Maybe I shouldn’t have stumbled drunk through Tokyo,
pissed on a well kempt trashcan before taking off the lid,
and watched hordes of overworked businessmen
snore in the metro, smelling of ramen, saké, sometimes,
infidelity as they returned from love hotels.
I dreamt of returning home for decades, rainy neon alleys,
an order only ever seen in bees; thronged intersections
with small town politeness, contrasted by cherry blossoms,
red bridges arching lavender rivers, Mount Fuji; stoic faced deity.

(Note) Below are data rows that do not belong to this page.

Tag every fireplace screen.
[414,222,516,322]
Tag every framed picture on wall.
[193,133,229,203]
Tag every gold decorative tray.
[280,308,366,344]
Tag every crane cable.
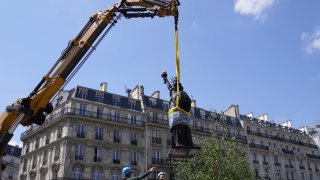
[168,16,190,116]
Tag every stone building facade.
[2,144,22,180]
[19,83,320,180]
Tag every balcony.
[190,125,247,141]
[94,157,102,162]
[249,143,269,151]
[113,137,121,143]
[306,154,320,160]
[152,137,161,144]
[75,154,83,160]
[20,108,145,140]
[282,149,294,155]
[112,159,120,164]
[147,117,169,126]
[152,158,164,165]
[131,140,138,146]
[274,162,281,166]
[247,130,318,149]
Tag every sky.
[0,0,320,145]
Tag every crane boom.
[0,0,180,152]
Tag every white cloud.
[9,140,22,147]
[301,26,320,54]
[233,0,275,21]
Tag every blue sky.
[0,0,320,144]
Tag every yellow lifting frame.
[168,16,190,117]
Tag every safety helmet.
[122,167,132,177]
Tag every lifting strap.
[168,16,190,117]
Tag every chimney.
[151,91,160,99]
[223,104,240,118]
[281,120,292,128]
[99,82,108,92]
[191,99,197,107]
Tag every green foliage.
[173,136,253,180]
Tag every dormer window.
[96,93,103,103]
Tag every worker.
[122,166,156,180]
[157,172,166,180]
[161,71,193,147]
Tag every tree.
[172,136,253,180]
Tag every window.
[149,98,157,106]
[130,114,137,124]
[112,172,119,180]
[112,97,120,107]
[150,112,158,123]
[200,110,206,119]
[57,127,62,139]
[152,150,161,164]
[44,133,50,145]
[130,133,138,145]
[54,146,60,161]
[79,104,87,116]
[10,147,14,155]
[114,111,121,122]
[96,127,103,140]
[131,152,138,166]
[92,170,101,180]
[190,108,195,117]
[253,153,257,161]
[10,159,14,166]
[96,93,103,103]
[97,107,103,119]
[42,151,48,165]
[152,130,160,138]
[73,167,81,180]
[163,102,169,111]
[129,101,136,110]
[113,130,121,143]
[94,147,102,162]
[263,154,267,162]
[77,124,86,138]
[113,149,120,164]
[79,89,88,99]
[32,155,37,169]
[274,156,279,163]
[75,144,84,160]
[8,170,13,179]
[301,173,306,180]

Until all I became was a gaijin, another tourist, foreigner,
and this is arguable, but I was born here, lived here, passport
expired, but still, could become a citizen if only I renounced.
I was beaten awake by Yakuza in Kyushu, the Yamaguchi-gumi
variety to be specific, and I had just decided to read Tokyo Vice
by Jake-San, as my mother likes to say, but it was really
the OG Locos’ and I was back in Modesto, dying in a public
gas station restroom, indebted by overdraft fees.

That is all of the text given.